Benefícios do Testamento Particular
Os benefícios do testamento particular estão justamente na praticidade da sua confecção, uma vez que esses documentos não necessitam de registro no cartório. O testador poderá realizá-lo em qualquer lugar, desde que cumpra os requisitos de validade.
Poderá também ser redigido de forma mais livre, por escrito ou digitado. Ademais, é uma alternativa mais barata quando comparada com as demais formas de disposição de vontade.
Apesar desses benefícios, é importante enfatizar algumas complicações decorrentes desse documento, que possui uma fragilidade muito maior em comparação ao Testamento público ou secreto.
Justamente por ser feito em qualquer lugar de forma escrita ou digitada, ele também é facilmente modificado, fraudado e/ou adulterado por outras pessoas.
Ademais, a sua eficácia depende exclusivamente das testemunhas, uma vez que o seu conteúdo precisa ser atestado por, no mínimo, 3 das pessoas que ali foram colocadas.
Não havendo existência dessas pessoas, qualquer que seja o motivo, o testamento também não terá validade, sendo a vontade do testador substituída pelo que diz a lei no caso de sucessões.
Como ocorre a confirmação do Testamento Particular?
O testamento particular precisa ser levado a juízo para adquirir legitimidade, pois não possui formalidades dentro do seu período de confecção.
Desse modo, o documento, devidamente assinado, com todas as testemunhas qualificadas, será analisado pelo juiz, que averiguará se o documento possui os requisitos iniciais necessários de validação.
Depois, o juiz convocará todas as testemunhas ali descritas para assegurar que o conteúdo não foi corrompido, que não sofreu qualquer tipo de alteração e que encontra-se livre de possíveis embaraços.
Após a validação ocorrida pelas testemunhas, os herdeiros ainda poderão ser escutados pelo juiz, caso possua algum tipo de dúvida ou de queixa relativa à validade do documento, bem como formalidades condizentes com o processo.
Apenas depois de todos esses trâmites o testamento particular poderá ser homologado.
Vale ressaltar que, se as testemunhas não estiverem presentes, o juiz não poderá substituí-las e não poderá haver homologação do testamento particular, exceto se a redação desse documento ocorreu de forma emergencial.
Qual a importância de um advogado na realização de um Testamento Particular?
O advogado é uma das partes mais importantes na elaboração de um testamento particular.
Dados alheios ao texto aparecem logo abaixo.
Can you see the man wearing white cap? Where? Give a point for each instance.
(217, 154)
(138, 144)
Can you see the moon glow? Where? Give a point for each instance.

Isso se conclui, porque o testador não possui parâmetros indicativos de que as suas vontades ali dispostas são possíveis ou condizentes com a lei vigente.
Esse profissional servirá, sobretudo, para assegurar que o processo foi realizado sem vícios de vontade, de forma unilateral e personalíssima.
Nesse sentido, a função do advogado será de prestar os esclarecimentos, de sanar dúvidas em relação à distribuição dos bens, de averiguar que os requisitos de legitimidade estão sendo cumpridos da forma exigida em lei e até mesmo de acompanhar o procedimento até a sua homologação.
No entanto, vale lembrar que o advogado nunca poderá servir como fator decisivo para a deliberação do testador, sob pena de ser considerada a influência externa do profissional na decisão daquele.